I agree on the instrcutions (worthless) - I even had to elongate some of the motor mount holes for them to fit - but all said and done thing works great


----------



## mikeintexas (Oct 25, 2011)

I've yet to use it (delivery of my TS has been pushed back 7 days :furious: ) but just letting it run and I'm really impressed by the volume of air and strength of suction this thing has. It sure seems like a heck of a deal for $150. Built like a tank and looks like it will hold up over time. It is a big machine though, especially in a 2-car garage that's already full of The Crap of Life. 

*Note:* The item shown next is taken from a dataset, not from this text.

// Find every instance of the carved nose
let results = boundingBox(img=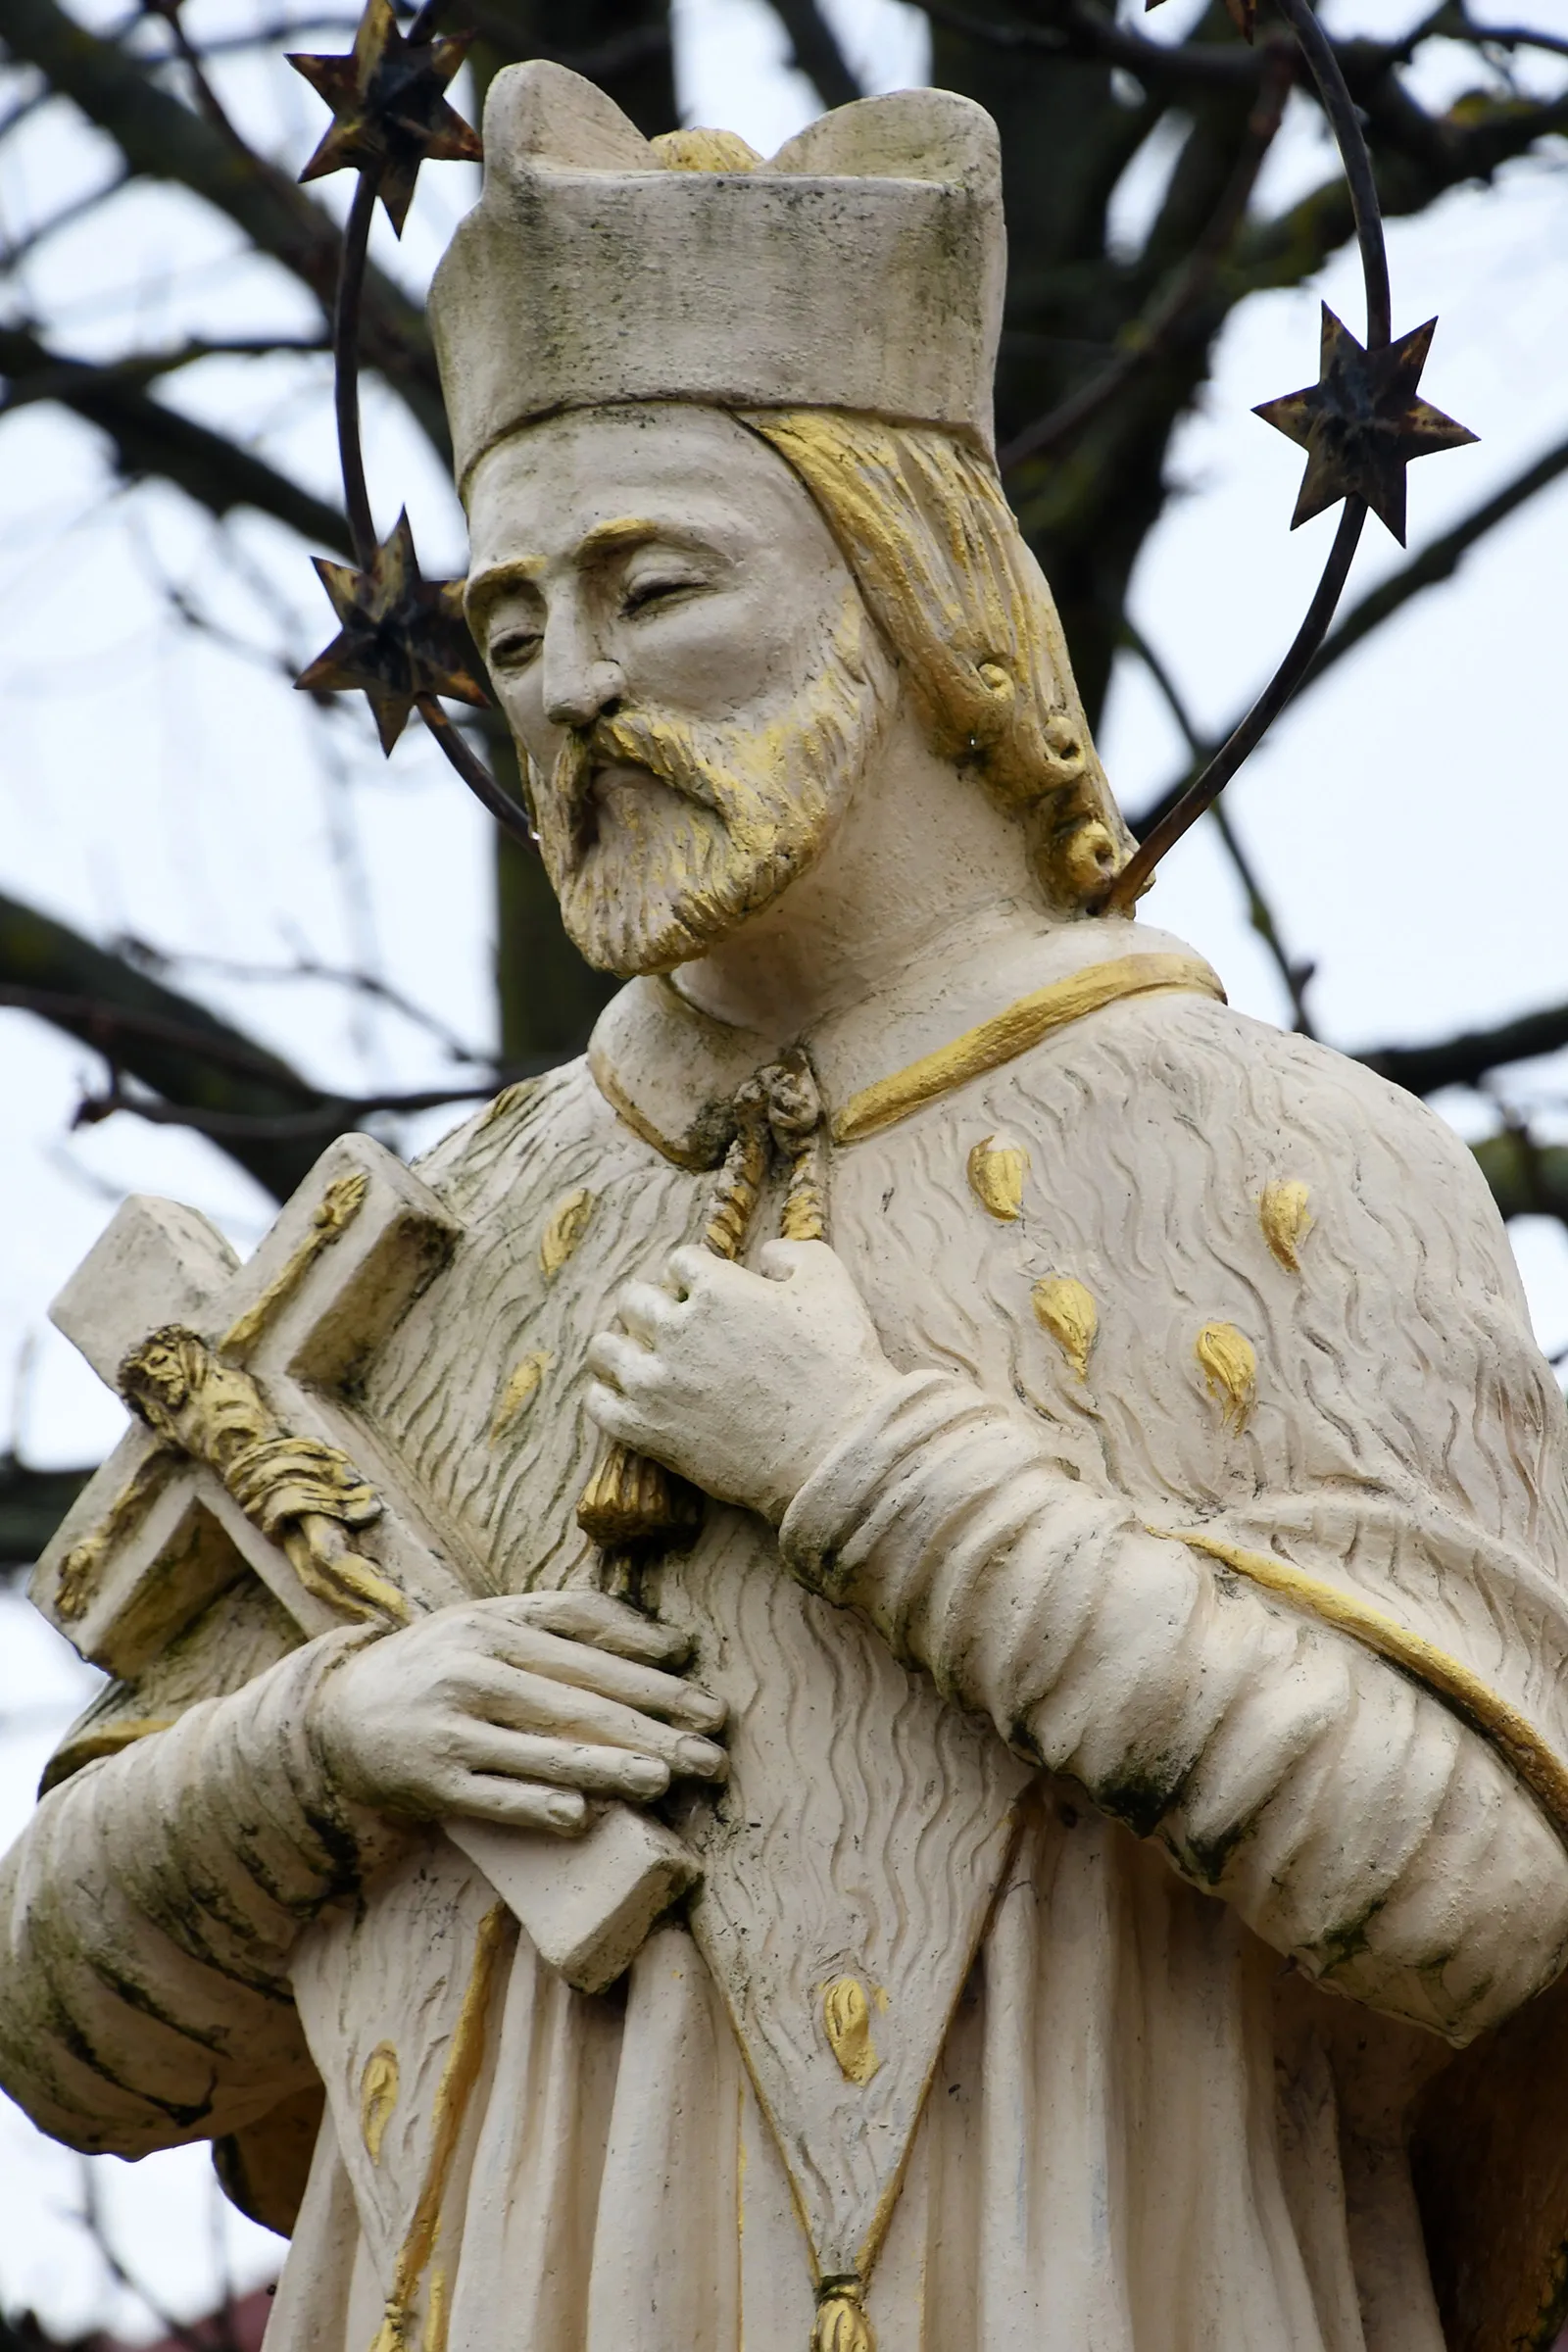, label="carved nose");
[544,661,623,732]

It'll be even bigger when I attach my separator to it. However, I feel like this is a really good purchase for me at this time. I'm just setting up shop and figured that the DC would be something I'd wind up buying eventually, so might as well do it up front. :gunsmilie:


----------



## dbhost (Jan 28, 2008)

Just remember, you don't want to use the stock filter bag. 5 microns is WAY too coarse. Upgrade to either a 1 micron canister or bag filter. 

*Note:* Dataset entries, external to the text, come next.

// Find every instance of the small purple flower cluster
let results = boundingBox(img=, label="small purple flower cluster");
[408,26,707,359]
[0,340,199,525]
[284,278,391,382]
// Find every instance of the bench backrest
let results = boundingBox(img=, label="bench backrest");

Wynn Environmental sells their 35A canister that is widely popular, and Highland Woodworking sells a 1 micron bag that will work... The bag is cheaper, the canister breathes a LOT better.


----------



## mikeintexas (Oct 25, 2011)

Thanks for the info and links, dbhost. Do you recommend changing the bag even if I'm using a Thein Separator in front of the DC? I looked at that filter from Wynn; it costs more than the DC did. Ah, the 80/20 paper is $109. That's not bad at all. Much better at actual filtering you say? I do like that...so would my contacts. Stuff in the air bothers my eyes.


----------